Pakistan’s continued silence on the verified satellite damage may reflect internal strategic calculations.
Acknowledging that a critical nuclear-linked site was struck by enemy fire would not only damage military credibility but could also invite scrutiny over the safety and security of the country’s nuclear arsenal by international watchdogs such as the IAEA and foreign capitals.
Furthermore, admission of the breach could provoke internal panic or calls for retaliation that Islamabad may not be in a position to deliver without risking full-scale conflict.
With the Line of Control remaining tense and bilateral relations frozen, this latest satellite-confirmed strike injects further volatility into South Asia’s already combustible strategic landscape.
More broadly, it highlights the critical role of commercial satellite intelligence in unmasking state-level disinformation and denial, reinforcing a new era of public-domain strategic verification.
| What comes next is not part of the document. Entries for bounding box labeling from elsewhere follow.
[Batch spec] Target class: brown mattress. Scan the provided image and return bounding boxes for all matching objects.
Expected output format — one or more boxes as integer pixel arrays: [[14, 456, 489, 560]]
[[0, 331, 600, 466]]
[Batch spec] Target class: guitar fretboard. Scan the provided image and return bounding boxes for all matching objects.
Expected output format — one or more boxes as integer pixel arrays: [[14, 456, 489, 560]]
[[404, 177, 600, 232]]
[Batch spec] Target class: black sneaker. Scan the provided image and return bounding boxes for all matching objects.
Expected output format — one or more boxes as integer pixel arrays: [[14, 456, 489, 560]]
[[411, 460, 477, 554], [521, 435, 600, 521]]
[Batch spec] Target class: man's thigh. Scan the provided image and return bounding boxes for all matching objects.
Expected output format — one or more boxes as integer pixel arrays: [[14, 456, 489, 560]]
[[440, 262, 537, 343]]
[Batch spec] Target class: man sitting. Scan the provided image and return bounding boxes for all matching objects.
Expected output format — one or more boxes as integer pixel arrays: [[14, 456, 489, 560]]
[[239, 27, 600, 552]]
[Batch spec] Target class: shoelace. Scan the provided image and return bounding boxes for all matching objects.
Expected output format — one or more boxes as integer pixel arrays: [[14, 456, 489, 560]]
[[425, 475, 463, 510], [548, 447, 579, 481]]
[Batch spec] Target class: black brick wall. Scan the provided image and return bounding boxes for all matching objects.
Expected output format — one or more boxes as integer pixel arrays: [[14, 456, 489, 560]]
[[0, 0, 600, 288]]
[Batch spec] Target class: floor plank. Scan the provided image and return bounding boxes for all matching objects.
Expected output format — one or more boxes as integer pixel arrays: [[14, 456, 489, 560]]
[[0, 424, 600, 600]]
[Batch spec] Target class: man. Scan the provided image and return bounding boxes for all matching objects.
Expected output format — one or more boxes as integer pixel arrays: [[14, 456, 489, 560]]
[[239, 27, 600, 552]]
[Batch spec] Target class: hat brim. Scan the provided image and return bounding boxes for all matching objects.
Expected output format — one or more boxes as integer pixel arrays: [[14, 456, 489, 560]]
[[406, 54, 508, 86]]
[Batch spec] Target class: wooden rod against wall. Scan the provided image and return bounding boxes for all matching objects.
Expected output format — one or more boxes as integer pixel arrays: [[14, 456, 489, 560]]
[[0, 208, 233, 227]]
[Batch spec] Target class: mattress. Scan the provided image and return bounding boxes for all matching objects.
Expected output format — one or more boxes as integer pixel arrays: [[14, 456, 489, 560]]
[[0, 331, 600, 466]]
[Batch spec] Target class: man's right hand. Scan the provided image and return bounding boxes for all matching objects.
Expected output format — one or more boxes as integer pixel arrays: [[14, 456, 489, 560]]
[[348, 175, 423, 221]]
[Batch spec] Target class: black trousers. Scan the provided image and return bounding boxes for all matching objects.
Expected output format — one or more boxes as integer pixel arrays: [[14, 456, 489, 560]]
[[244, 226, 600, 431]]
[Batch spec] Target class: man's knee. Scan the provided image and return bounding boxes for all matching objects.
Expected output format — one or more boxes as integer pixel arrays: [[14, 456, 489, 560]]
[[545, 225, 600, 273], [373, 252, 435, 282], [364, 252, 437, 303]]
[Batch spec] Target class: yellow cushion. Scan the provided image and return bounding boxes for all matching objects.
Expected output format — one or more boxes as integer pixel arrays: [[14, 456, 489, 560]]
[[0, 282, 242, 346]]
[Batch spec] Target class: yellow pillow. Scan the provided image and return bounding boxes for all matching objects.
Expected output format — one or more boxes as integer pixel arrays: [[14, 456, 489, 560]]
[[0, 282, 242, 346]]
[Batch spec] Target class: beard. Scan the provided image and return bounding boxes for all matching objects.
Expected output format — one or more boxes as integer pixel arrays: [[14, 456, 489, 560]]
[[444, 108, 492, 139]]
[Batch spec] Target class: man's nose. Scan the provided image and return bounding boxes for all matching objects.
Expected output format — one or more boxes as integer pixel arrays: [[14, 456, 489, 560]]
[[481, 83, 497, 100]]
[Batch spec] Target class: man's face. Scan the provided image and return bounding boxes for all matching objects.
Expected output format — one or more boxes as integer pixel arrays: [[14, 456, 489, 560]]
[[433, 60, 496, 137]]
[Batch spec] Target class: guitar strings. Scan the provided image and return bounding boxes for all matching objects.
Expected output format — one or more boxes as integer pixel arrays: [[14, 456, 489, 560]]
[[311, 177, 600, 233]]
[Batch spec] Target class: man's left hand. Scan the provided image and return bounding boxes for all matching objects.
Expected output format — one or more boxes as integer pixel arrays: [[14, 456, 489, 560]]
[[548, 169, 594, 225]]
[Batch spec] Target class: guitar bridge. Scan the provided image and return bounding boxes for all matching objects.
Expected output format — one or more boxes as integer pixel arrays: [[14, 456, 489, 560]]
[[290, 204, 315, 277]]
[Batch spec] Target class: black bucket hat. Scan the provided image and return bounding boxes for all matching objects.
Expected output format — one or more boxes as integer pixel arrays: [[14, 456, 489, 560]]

Operation Sindoor will now be remembered not just for its breadth and precision, but for shattering the long-standing taboo around striking nuclear-associated facilities—a bold, high-stakes move that redefines the military playbook in the subcontinent.
As India projects power deeper into contested space with a mix of technological superiority and strategic signalling, its regional adversaries will be forced to recalibrate their own doctrines, basing them not on assumptions of sanctuary, but on the grim reality of precision warfare in the age of unblinking satellites and supersonic cruise missiles.